1. Neoliberalismo na América Latina na transição do milênio

No final do século XX, em meados de 1980, a maioria do continente latino-americano estava se reinserindo em processos democráticos. No entanto, esses novos governos foram profundamente afetados pela globalização em curso, o final da Guerra Fria e o livre-comércio. Diante da crise econômica mundial, as novas democracias latino-americanas tinham capacidades limitadas para amparar a população (HOBSBAWM, 1995).
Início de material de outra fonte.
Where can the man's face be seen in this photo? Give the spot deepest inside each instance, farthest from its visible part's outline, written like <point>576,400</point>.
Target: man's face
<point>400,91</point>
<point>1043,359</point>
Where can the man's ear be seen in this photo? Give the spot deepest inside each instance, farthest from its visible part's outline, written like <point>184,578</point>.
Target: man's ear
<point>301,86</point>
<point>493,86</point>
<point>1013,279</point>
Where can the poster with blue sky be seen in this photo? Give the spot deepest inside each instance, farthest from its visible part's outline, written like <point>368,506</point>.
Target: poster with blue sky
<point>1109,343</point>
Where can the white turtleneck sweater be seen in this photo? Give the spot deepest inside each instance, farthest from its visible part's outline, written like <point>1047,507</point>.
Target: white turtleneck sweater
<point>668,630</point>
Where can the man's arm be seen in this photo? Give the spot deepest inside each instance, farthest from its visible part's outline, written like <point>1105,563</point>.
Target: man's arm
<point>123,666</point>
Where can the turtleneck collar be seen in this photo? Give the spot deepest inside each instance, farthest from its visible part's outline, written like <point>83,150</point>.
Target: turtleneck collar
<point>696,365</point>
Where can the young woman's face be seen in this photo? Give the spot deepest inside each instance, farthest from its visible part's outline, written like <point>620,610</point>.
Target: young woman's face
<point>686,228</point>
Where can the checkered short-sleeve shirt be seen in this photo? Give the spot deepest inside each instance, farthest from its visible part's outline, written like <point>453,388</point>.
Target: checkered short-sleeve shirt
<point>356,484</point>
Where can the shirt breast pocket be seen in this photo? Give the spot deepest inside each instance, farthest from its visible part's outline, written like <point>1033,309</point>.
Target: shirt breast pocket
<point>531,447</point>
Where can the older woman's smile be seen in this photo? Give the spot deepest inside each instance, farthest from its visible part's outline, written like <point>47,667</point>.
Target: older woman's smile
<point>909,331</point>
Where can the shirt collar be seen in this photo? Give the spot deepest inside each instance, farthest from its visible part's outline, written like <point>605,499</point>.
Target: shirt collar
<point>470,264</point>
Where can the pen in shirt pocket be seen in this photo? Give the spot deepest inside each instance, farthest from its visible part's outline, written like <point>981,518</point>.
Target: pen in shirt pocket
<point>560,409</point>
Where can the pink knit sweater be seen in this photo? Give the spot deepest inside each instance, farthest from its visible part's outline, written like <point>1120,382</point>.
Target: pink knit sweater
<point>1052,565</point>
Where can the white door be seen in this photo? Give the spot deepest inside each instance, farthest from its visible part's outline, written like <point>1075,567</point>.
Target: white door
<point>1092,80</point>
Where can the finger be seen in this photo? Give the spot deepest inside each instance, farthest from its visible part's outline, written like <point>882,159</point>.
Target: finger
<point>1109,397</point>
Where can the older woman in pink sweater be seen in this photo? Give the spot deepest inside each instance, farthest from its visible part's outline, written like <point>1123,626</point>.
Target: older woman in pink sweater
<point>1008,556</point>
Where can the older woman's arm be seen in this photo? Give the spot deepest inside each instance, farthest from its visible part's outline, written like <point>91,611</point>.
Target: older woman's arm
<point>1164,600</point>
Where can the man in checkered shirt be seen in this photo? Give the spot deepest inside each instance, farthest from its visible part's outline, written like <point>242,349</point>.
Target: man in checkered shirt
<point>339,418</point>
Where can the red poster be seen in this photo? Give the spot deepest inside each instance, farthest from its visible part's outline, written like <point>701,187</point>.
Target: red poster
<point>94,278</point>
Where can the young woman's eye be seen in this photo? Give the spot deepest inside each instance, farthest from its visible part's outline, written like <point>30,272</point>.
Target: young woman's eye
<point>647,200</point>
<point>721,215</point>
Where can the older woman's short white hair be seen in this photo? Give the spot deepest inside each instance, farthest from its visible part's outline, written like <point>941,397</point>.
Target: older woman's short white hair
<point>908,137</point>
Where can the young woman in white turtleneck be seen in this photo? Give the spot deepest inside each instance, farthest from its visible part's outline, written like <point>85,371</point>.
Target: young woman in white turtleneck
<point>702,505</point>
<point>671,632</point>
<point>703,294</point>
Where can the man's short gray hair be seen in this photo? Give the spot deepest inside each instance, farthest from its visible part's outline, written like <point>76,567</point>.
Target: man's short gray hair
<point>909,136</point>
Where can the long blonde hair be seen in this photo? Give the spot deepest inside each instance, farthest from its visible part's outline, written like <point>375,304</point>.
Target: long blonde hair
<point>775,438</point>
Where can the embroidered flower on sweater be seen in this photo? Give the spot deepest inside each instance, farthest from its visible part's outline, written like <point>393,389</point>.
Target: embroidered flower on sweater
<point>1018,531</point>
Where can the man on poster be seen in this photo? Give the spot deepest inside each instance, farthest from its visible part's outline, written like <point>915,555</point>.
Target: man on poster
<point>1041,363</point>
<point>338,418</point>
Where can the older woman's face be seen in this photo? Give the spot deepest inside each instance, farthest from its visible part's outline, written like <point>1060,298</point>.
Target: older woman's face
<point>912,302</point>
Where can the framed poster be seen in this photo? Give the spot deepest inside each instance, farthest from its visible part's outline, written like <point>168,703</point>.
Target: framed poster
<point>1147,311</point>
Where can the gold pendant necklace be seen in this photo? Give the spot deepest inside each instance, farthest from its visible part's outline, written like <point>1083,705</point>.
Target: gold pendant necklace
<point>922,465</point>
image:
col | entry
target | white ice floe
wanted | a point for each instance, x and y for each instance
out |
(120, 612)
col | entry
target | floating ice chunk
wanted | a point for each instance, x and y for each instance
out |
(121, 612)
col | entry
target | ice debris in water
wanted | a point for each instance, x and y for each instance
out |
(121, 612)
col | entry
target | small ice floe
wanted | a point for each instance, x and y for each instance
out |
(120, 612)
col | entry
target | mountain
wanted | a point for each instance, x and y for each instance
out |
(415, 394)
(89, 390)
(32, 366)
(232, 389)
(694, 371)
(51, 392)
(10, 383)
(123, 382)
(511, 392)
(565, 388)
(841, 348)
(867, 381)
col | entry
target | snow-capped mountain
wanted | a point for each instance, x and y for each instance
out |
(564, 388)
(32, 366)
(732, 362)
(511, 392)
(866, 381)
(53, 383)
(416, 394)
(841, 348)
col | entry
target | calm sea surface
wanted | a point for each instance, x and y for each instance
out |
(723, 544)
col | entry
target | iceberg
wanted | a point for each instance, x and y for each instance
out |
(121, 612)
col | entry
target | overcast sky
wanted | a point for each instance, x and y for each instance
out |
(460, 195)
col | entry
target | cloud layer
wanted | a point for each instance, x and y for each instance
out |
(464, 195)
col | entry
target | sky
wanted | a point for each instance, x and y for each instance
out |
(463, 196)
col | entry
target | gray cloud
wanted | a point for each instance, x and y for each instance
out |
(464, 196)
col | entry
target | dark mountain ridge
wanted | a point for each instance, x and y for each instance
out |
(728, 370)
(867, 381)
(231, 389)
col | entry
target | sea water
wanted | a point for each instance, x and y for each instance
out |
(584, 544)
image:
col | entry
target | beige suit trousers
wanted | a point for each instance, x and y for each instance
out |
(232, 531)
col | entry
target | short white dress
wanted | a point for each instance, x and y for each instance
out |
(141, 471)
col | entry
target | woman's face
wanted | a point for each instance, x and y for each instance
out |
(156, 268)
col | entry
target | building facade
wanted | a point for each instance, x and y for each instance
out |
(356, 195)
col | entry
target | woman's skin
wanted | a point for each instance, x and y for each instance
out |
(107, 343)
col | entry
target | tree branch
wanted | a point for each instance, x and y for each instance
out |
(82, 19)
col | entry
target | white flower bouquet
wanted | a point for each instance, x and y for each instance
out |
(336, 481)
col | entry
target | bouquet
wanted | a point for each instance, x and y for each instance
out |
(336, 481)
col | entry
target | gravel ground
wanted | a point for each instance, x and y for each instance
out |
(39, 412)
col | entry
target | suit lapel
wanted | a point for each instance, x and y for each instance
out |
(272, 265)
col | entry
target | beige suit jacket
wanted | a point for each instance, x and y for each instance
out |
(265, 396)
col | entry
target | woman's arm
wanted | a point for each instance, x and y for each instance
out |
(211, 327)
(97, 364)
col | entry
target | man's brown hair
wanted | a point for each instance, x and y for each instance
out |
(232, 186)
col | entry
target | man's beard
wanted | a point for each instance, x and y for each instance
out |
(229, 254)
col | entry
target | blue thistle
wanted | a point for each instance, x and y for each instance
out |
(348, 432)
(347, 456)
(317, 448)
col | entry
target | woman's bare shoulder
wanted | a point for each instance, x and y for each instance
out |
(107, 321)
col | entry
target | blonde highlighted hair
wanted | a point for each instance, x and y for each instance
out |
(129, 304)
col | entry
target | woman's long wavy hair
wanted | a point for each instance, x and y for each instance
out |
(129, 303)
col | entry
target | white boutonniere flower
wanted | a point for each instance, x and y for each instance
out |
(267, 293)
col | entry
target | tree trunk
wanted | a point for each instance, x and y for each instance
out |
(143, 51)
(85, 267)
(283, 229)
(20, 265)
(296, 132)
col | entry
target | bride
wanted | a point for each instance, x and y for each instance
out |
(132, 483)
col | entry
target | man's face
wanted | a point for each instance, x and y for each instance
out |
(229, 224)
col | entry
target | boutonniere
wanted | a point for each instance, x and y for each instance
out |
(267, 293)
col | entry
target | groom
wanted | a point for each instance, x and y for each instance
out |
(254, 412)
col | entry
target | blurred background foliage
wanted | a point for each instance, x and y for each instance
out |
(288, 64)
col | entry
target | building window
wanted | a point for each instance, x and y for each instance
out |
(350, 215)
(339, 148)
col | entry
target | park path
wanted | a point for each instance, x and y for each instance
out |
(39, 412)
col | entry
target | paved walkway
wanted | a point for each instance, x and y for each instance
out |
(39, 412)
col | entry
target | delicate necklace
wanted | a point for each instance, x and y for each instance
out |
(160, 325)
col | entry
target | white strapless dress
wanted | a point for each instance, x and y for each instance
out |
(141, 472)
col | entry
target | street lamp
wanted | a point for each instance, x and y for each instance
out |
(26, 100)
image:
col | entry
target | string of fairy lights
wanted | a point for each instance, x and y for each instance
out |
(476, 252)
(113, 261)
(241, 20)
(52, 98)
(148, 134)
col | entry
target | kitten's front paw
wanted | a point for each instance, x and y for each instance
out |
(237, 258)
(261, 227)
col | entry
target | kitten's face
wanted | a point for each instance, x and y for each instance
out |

Em razão do baixo nível de resposta estatal sobre os impactos sociais da crise internacional, a população pobre sofreu e as mazelas sociais se aprofundaram, caracterizando os anos 80 como uma década perdida (HARVEY, 2005). A redução do Estado nesse período se explica por diversas razões, tanto pelas políticas liberais antiestatais, quanto pelo surgimento de novos atores, como as organizações supranacionais. Nesse sentido, Hobsbawm (1995) chama a atenção para o enfraquecimento do Estado-Nação tanto para sua operação política interna quanto em relação à projeção externa. Porém, curiosamente, embora esse final do século XX tenha sido marcado por um péssimo desempenho do capitalismo, a derrocada da União Soviética concedeu o poder necessário para que o neoliberalismo reinasse sobre o mundo, principalmente, no terceiro mundo.

De acordo com Pierre Salama e Jacques Valier (1997), no final do século XX, o mundo subdesenvolvido tornou-se o foco das atenções e discursos da potência norte-americana, demarcados principalmente pelo Consenso de Washington. Este delimitava o

neoliberalismo como modelo de desenvolvimento internacional e através da

institucionalização de uma agência voltada à regulação das trocas comerciais, a OMC, as pressões sobre as economias nacionais aumentaram (HARVEY, 2005).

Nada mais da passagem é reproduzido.